The local chapter may be “unchartered”; the boat without a client may be “unchartered.” But the kinds of waters people are navigating now are not known—unprecedented, even. They are “uncharted.”

The difference between “uncharted” and “unchartered” is only two letters, and they both have the same number of syllables. So it’s not a surprise they are often mixed up.

While they stem from the same root, “charter” is the older. It entered Old English as “carta,” derived from the Latin word for “paper.” Remember the “Magna Carta,” the rights granted by King John of England in 1215? That translates as “Great Charter,” and marked among the first uses of the word “charter” in English to mean a “legal document or ‘deed,’ ” the Oxford English Dictionary says. (It picked up an h and changed its ending along the way.) A “charter,” in the late thirteenth century, was also a written contract between two people. But it was not until the early nineteenth century that the verb “charter” was used to mean “To hire (a ship or aircraft) by charter-party. Hence colloquial to hire (a vehicle, etc.),” the OED says. (Obviously, the aircraft came later.)

The noun “chart” came into English in the sixteenth century to mean a map, but the verb “to map” did not surface until the mid–nineteenth century, the OED says.

The adjective “unchartered” showed up in the early nineteenth century, and the adjective “uncharted” not many years later.

And they have been confused ever since.

The Grammarphobia blog has found the misuse of “unchartered” to mean “uncharted” dating to the mid–nineteenth century. “Here’s one from Shawmut: Or, the Settlement of Boston by the Puritan Pilgrims (1845), by Charles Kittredge True: ‘His prudence, patience, courage and energy made him the successful pilot of the ship of state in the unchartered waters into which she was launched.’ ”

Bryan A. Garner’s Modern English Usage says that the misuse has “been gradually spreading since the mid-1970s.” Even so, “unchartered” is still at Stage 1 of the five-stage Language-Change Index, which would give our student an F for insisting on “unchartered” to mean “unmapped.”

Some of the confusion could come from the difference between spoken and written language.

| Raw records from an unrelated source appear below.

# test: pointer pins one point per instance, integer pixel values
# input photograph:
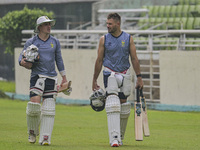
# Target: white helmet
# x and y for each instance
(97, 100)
(42, 20)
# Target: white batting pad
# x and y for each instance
(125, 112)
(33, 112)
(113, 115)
(47, 121)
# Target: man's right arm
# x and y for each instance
(98, 64)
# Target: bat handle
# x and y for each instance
(138, 94)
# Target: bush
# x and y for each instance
(14, 22)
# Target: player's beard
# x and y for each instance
(112, 30)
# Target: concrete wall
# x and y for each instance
(79, 65)
(179, 77)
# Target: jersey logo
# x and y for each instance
(123, 43)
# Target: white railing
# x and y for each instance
(79, 39)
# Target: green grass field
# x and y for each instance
(81, 128)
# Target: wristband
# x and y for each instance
(139, 75)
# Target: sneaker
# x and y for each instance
(115, 143)
(32, 138)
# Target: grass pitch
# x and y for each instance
(81, 128)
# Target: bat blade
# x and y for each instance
(65, 86)
(138, 119)
(144, 116)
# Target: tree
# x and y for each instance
(14, 22)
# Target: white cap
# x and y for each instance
(42, 20)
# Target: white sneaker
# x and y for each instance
(32, 138)
(115, 143)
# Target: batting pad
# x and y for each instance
(33, 112)
(124, 114)
(113, 116)
(47, 121)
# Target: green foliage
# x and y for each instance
(14, 22)
(7, 86)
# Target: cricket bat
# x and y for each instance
(138, 118)
(144, 115)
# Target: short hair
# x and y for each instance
(114, 16)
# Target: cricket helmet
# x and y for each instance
(41, 20)
(97, 100)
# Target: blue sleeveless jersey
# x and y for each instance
(117, 50)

Here’s a clip of a former vice chairman of S&P Global talking about criticism of the Federal Reserve Board last year. Did he say “unchartered,” or “uncharted”? It’s hard to say, but the headline was “Fmr. S&P Vice Chair: ‘We’re in unchartered waters.’ ”

“Unchartered” and “uncharted” are pronounced virtually identically by many people with a British (or Boston) accent, where the r sound is flattened to “eh” or “ah.” And, to be fair, most news-media uses of “unchartered” when “uncharted” is meant are in direct quotations, which, as many journalists are taught, should not be changed. But if, oh, a United States president pronounced his vice president’s name as another word, let’s say “pounce,” would most journalists change it when they wrote it? Presuming the purpose were not ridicule, that is?

The best guideline for journalists might be this: If “unchartered” is in a quotation from someone who does not flatten their r’s, follow your publication’s guidelines on correcting pronunciation in a quotation. But outside of quotations, chart the right course and make those waters “uncharted.” That way, your audience won’t be lost at sea.